British company Jaguar Land Rover, known as JLR, is developing a hydrogen fuel cell car based on the chassis of the new Defender SUV, and plans to start testing the prototype next year .
The prototype programmer, called Project Zeus, is part of the company’s larger goal of producing zero-carbon cars by 2036. Read also By the hour or the day.. Volkswagen expects to pay a subscription to use your car instead of buying it in the future It probably won’t work… Bill Gates raises controversy again with statements about electric trucks شاحنات After questioning its ability, Musk: Gates has no idea about electric trucks Charge your electric cars to 90% in 6 minutes
GLR also hopes to reach net-zero carbon emissions across its supply chain, products and processes by 2039. Both goals are part of a “re imagining” strategy announced last February when the company revealed it would build all-electric cars starting in 2025. .
The company has launched Project Zeus with partial funding from the UK government-backed Advanced Propulsion Centre, and the initiative will give GLR engineers the information they need to be able to improve their hydrogen generation set. The hope is to develop hydrogen fuel cell vehicles that can deliver the same performance and capability – when it comes to range, off-road capability and even towing – as their conventional counterparts.
“We know that hydrogen plays a role in the future powertrain mix across the entire transportation industry, and along with battery electric vehicles, it provides another solution to exhaust emissions,” Ralf Klegg, head of electronic fuel cell vehicles, Jaguar Land Rover, said in a statement.
Jaguar Land Rover has not revealed a timetable for the public release of the fuel-cell Defender, and will begin a series of tests during 2021 to verify key features, including off-road capability and fuel consumption.
Electronic fuel cells combine hydrogen and oxygen to produce electricity without combustion. Hydrogen-generated electricity is used to power an electric motor.
Some automakers, researchers, and policymakers have advocated the technology because hydrogen-powered fuel cell electric vehicles (FCEVs) can be refueled quickly, have high energy density and do not lose much range in cold temperatures. It is also among the group of electric vehicles that can travel longer distances.
Electronic fuel cells can power a vehicle by combining hydrogen and oxygen to produce electricity, with only water emitted as emissions. Jaguar explains that fuel cells enable rapid refueling and have a high energy density, making them ideal for larger, longer-range vehicles.

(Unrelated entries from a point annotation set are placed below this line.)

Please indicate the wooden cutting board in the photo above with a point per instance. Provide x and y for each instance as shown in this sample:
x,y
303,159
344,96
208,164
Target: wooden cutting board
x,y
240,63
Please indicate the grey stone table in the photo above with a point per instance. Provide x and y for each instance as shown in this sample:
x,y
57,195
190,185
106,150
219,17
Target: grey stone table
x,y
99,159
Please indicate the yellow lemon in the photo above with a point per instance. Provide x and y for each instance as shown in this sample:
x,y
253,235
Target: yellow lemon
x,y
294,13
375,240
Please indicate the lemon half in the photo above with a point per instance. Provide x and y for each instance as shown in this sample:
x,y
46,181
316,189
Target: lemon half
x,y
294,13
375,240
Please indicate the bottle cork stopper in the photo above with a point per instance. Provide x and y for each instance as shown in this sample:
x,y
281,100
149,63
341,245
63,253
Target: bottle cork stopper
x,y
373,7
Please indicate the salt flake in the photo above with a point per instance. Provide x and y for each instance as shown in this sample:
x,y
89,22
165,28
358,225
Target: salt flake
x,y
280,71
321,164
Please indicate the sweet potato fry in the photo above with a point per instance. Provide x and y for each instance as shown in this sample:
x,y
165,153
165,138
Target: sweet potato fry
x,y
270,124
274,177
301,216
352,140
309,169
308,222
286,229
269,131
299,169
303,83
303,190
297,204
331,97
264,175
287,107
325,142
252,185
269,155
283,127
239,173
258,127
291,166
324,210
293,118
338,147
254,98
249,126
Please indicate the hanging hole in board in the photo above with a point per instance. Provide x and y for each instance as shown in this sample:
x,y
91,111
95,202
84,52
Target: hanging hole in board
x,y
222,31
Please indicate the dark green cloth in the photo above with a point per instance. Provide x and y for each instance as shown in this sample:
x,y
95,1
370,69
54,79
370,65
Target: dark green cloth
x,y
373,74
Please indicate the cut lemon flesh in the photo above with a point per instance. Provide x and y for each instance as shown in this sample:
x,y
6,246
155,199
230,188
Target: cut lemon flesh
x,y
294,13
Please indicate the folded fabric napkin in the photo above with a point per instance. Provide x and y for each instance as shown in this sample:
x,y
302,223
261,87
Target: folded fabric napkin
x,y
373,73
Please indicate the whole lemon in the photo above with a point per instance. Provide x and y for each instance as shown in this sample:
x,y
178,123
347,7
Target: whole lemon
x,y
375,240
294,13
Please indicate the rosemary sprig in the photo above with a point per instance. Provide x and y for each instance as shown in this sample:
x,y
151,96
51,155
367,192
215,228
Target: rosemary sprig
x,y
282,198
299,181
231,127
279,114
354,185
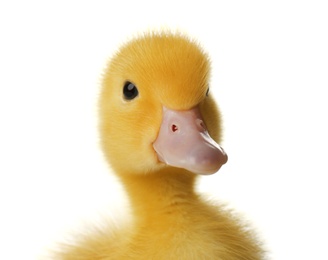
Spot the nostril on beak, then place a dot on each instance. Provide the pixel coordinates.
(174, 128)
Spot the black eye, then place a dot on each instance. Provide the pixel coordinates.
(207, 92)
(130, 91)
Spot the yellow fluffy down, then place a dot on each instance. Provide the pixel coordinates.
(169, 220)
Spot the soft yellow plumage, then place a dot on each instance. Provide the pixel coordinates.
(170, 221)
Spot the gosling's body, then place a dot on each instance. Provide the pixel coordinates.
(169, 220)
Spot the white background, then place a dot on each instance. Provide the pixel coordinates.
(270, 66)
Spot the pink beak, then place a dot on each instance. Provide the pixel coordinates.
(184, 142)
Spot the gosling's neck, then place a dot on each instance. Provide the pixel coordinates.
(160, 193)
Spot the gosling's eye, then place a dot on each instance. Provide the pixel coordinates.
(207, 92)
(130, 91)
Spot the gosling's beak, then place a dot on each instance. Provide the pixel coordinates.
(184, 142)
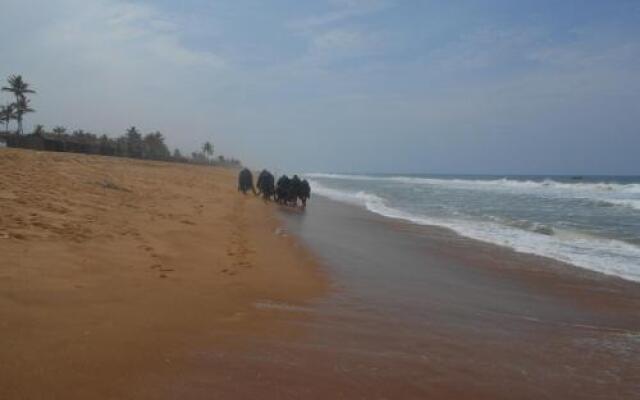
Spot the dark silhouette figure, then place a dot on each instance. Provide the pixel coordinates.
(266, 184)
(304, 193)
(245, 181)
(282, 189)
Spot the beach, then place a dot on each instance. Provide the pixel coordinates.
(114, 272)
(136, 279)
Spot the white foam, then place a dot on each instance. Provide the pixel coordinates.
(615, 194)
(611, 257)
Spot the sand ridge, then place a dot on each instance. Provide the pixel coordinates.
(113, 270)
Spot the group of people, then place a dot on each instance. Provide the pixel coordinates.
(286, 191)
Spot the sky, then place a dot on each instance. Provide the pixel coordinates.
(395, 86)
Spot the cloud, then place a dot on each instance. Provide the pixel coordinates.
(342, 10)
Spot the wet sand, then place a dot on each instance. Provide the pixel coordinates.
(420, 313)
(243, 312)
(115, 272)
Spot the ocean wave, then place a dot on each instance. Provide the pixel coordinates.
(612, 257)
(602, 193)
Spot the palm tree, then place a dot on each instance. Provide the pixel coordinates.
(39, 130)
(19, 88)
(7, 113)
(59, 130)
(134, 143)
(22, 107)
(207, 148)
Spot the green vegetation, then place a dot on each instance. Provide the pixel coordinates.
(131, 144)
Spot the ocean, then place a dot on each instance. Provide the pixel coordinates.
(591, 222)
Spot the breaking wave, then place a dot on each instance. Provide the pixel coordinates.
(609, 256)
(603, 193)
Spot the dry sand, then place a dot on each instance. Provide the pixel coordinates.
(112, 271)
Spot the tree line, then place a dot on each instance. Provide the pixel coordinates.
(132, 143)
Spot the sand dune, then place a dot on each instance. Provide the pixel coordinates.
(113, 270)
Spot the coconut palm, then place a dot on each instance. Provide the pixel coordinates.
(22, 107)
(59, 130)
(207, 148)
(19, 88)
(7, 113)
(39, 130)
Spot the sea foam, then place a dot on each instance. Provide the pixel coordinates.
(612, 257)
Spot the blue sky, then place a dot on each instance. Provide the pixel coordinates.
(345, 85)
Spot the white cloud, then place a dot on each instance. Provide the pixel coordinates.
(342, 10)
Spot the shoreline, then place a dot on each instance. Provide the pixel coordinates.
(116, 273)
(263, 301)
(422, 312)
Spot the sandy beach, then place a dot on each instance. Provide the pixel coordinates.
(113, 271)
(147, 280)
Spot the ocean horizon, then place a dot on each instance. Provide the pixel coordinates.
(590, 221)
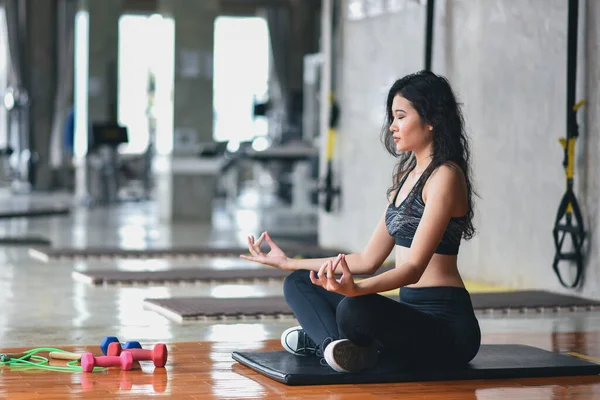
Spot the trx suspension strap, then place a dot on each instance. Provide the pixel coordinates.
(429, 34)
(569, 208)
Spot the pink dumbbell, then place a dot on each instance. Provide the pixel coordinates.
(88, 361)
(158, 355)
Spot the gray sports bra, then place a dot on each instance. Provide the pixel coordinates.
(402, 224)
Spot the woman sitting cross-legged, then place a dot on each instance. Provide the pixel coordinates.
(429, 211)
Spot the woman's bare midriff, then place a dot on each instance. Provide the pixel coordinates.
(441, 271)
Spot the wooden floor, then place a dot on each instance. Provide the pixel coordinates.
(205, 370)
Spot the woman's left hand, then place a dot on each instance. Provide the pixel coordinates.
(326, 277)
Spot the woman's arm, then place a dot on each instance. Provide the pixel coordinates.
(367, 262)
(441, 203)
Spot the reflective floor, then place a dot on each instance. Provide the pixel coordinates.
(42, 305)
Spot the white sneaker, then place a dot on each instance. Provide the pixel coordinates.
(344, 356)
(296, 341)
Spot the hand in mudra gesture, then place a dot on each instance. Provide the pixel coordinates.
(275, 258)
(325, 278)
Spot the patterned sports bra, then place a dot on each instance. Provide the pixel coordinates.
(402, 224)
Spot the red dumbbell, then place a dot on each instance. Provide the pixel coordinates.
(88, 361)
(158, 355)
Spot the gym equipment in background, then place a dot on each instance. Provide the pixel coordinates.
(569, 207)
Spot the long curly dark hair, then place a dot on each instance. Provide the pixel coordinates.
(435, 102)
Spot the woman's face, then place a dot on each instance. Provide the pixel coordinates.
(409, 133)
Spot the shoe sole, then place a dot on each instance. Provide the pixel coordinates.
(366, 356)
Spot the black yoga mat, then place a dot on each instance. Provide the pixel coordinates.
(505, 361)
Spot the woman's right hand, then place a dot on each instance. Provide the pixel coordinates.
(275, 258)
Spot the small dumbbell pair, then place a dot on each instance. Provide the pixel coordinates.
(113, 339)
(118, 357)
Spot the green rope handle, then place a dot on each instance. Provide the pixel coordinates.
(21, 362)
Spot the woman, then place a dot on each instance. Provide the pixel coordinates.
(429, 210)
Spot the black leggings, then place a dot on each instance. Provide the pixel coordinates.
(433, 324)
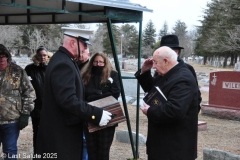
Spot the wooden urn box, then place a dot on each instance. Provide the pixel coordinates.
(111, 105)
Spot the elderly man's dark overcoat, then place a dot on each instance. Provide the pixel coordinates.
(63, 110)
(172, 127)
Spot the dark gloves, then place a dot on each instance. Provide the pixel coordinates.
(23, 121)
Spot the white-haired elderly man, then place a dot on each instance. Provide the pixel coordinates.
(172, 126)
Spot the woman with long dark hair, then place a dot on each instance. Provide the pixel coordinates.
(100, 80)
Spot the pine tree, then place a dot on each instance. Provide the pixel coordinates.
(149, 35)
(163, 31)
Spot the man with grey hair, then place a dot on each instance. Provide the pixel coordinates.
(172, 126)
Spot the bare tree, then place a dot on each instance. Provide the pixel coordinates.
(10, 37)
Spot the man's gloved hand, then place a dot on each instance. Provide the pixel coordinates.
(106, 117)
(23, 121)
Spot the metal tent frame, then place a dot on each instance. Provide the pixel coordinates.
(20, 12)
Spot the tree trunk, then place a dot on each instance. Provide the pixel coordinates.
(232, 59)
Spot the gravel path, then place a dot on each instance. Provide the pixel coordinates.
(220, 134)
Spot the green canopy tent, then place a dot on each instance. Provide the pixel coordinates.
(27, 12)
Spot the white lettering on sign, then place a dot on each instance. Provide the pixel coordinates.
(231, 85)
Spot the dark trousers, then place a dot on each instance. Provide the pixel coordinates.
(9, 134)
(35, 125)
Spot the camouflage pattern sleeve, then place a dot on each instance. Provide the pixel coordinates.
(27, 94)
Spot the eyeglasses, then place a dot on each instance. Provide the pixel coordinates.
(3, 56)
(98, 62)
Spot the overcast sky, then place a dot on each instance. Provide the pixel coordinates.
(188, 11)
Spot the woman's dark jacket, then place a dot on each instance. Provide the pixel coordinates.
(36, 73)
(95, 90)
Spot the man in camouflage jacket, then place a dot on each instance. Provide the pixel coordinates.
(16, 102)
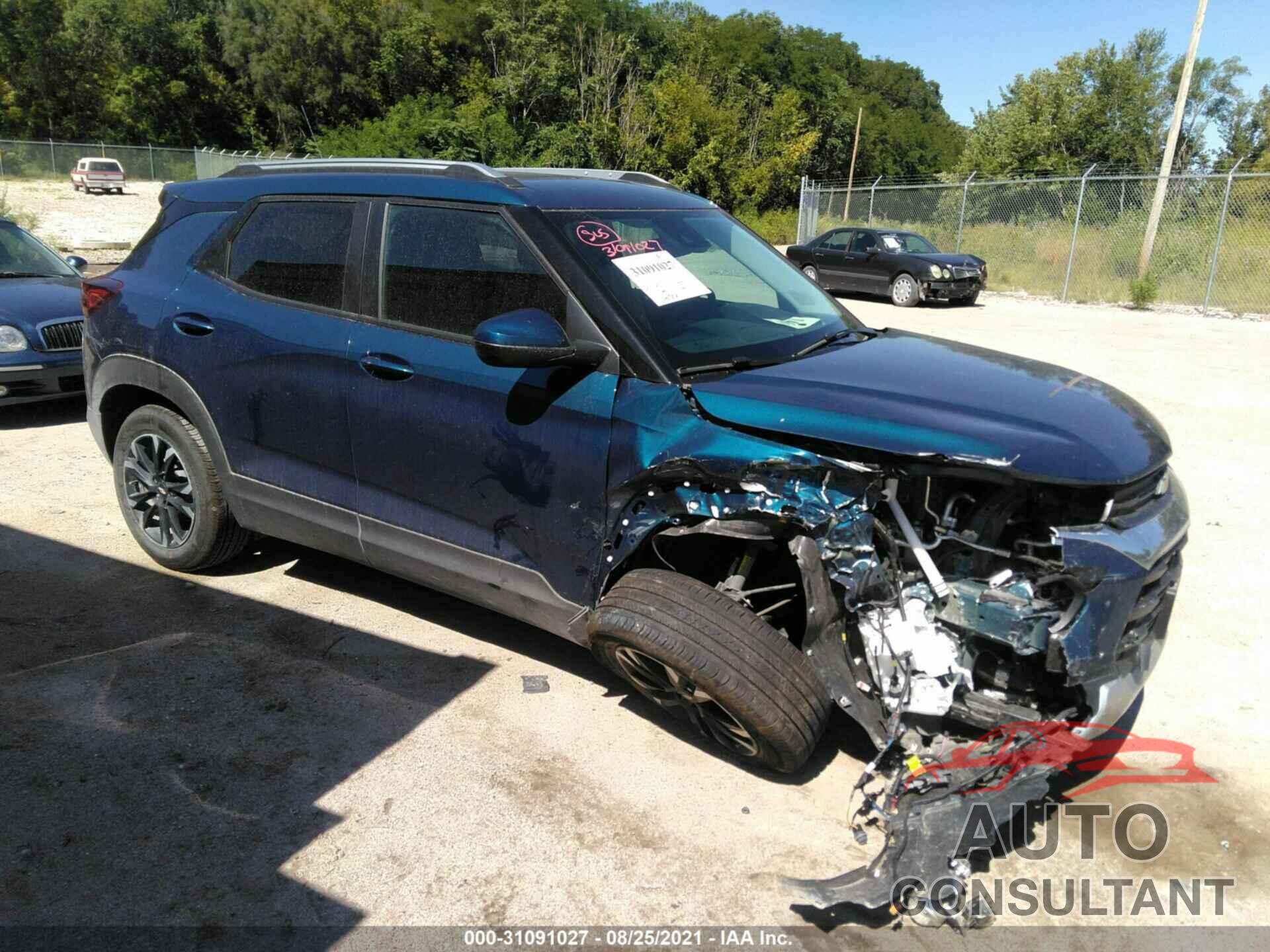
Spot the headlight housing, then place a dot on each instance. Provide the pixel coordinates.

In addition, fuel cell vehicles perform well in cold environments, as they operate with minimal energy loss at low temperatures.
Few electronic fuel cell electric vehicles are on the market today, but at a low level due to the lack of refueling stations. Toyota Mirai is one example.
Data from the International Energy Agency and recent commitments to automakers suggest this could change. Last month, BMW Chairman Oliver Zipse reported that there are plans to produce a small number of electronic fuel cell SUVs, the X5, next year.
The number of electronic fuel cell vehicles in the world nearly doubled to 25,210 units in 2019 compared to the previous year, according to the latest data from the International Energy Agency. The United States led the way in sales, despite a decline in 2019, followed by China, Japan and Korea.
Japan has pioneered infrastructure projects aiming to have 200,000 electronic fuel cell vehicles on the road by 2025. The country has installed 113 charging stations as of 2019, nearly double the United States.